The GlobalFoundries group demonstrated the effectiveness of neural network methods for time constraint tunnel dispatching. The relationship between input parameters and cycle time is complex and non-linear. As discussed above, machine learning methods are especially useful in situations like this, where statistical data is available but exact modeling is difficult. Compared to an existing linear regression model, cycle time predictions from two different artificial neural network models achieved comparable average errors, but substantially better root mean squared error. The linear regression model gave worse results in high-cycle-time scenarios, precisely the situations where accurate predictions are most important.

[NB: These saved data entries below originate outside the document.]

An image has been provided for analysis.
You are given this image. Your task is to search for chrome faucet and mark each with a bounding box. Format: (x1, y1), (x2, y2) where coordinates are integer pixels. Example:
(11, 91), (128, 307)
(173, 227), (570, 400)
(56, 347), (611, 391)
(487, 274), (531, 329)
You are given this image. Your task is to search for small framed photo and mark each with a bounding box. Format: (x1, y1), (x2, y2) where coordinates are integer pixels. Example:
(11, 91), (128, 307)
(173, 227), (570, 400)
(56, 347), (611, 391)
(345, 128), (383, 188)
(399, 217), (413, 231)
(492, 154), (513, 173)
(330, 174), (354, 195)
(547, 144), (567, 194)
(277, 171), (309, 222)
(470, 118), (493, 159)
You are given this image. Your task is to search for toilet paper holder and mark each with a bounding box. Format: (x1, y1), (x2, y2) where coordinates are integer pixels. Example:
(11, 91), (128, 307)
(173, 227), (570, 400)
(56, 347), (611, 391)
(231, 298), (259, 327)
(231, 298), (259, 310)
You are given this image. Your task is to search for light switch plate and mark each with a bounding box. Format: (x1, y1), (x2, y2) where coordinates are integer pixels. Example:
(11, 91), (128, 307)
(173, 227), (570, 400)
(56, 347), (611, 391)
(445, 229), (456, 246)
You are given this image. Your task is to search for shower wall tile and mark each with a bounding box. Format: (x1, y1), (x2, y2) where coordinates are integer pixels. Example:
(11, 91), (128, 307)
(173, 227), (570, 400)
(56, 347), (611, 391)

Here, again, definition of objectives by a qualified human is critical. A dispatch system that only sent one lot into the tunnel at a time would probably never violate the time constraint, but would also force the stepper to sit idle for extended periods.
Cluster tools are another case in which accurate local scheduling can have substantial benefits. Cluster tools that integrate up to 8 process chambers, pose many of the same problems that overall fab scheduling does, but on a smaller scale. Each lot may have a different recipe and take a different path through the tool. The availability of individual chambers changes. There is no buffer inside the tool, but the run-to-run process control system might increase or decrease the residence time in a given chamber. A vacuum pump might take more or less time to establish the desired process conditions. And a real-time scheduling system might only have a few seconds to “think” between wafer moves.
Here, Peer Group’s Doug Suerich, director of marketing, and Trevor McIlroy, principal developer, demonstrated the usefulness of reinforcement learning methods. Reinforcement learning works by having an agent propose solutions to a simulated environment, which are rewarded or penalized based on the results. While initially random, the solutions improve over time.
The Peer Group work used reinforcement learning to generate schedules offline, which were used as a starting point for the real-time scheduler. The real-time scheduler, in turn, simulated as many potential moves as possible in the time available, first looking for a “valid” sequence that did not violate predetermined rules. Once a valid sequence was discovered, the system used any remaining time to attempt to find a better one.[3]
What’s next?
Overall, machine learning tools for fab scheduling fall into two broad categories. Large, offline models may seek to find optimal fab-scale solutions, but require too much computation to act in real time. Smaller local models, on the other hand, attempt to respond to changes as they occur. As both kinds of models become more capable, more and more work is being done on ways to connect the two.
That interface might occur through the existing lot dispatch system, as in the work at Seagate Springtown. Or, as in the Peer Group project, similar models might be used with different time horizons. Benjamin Kovács and colleagues at University of Klagenfurt are developing open-source simulation tools to support benchmarking and testing of emerging solutions.[4]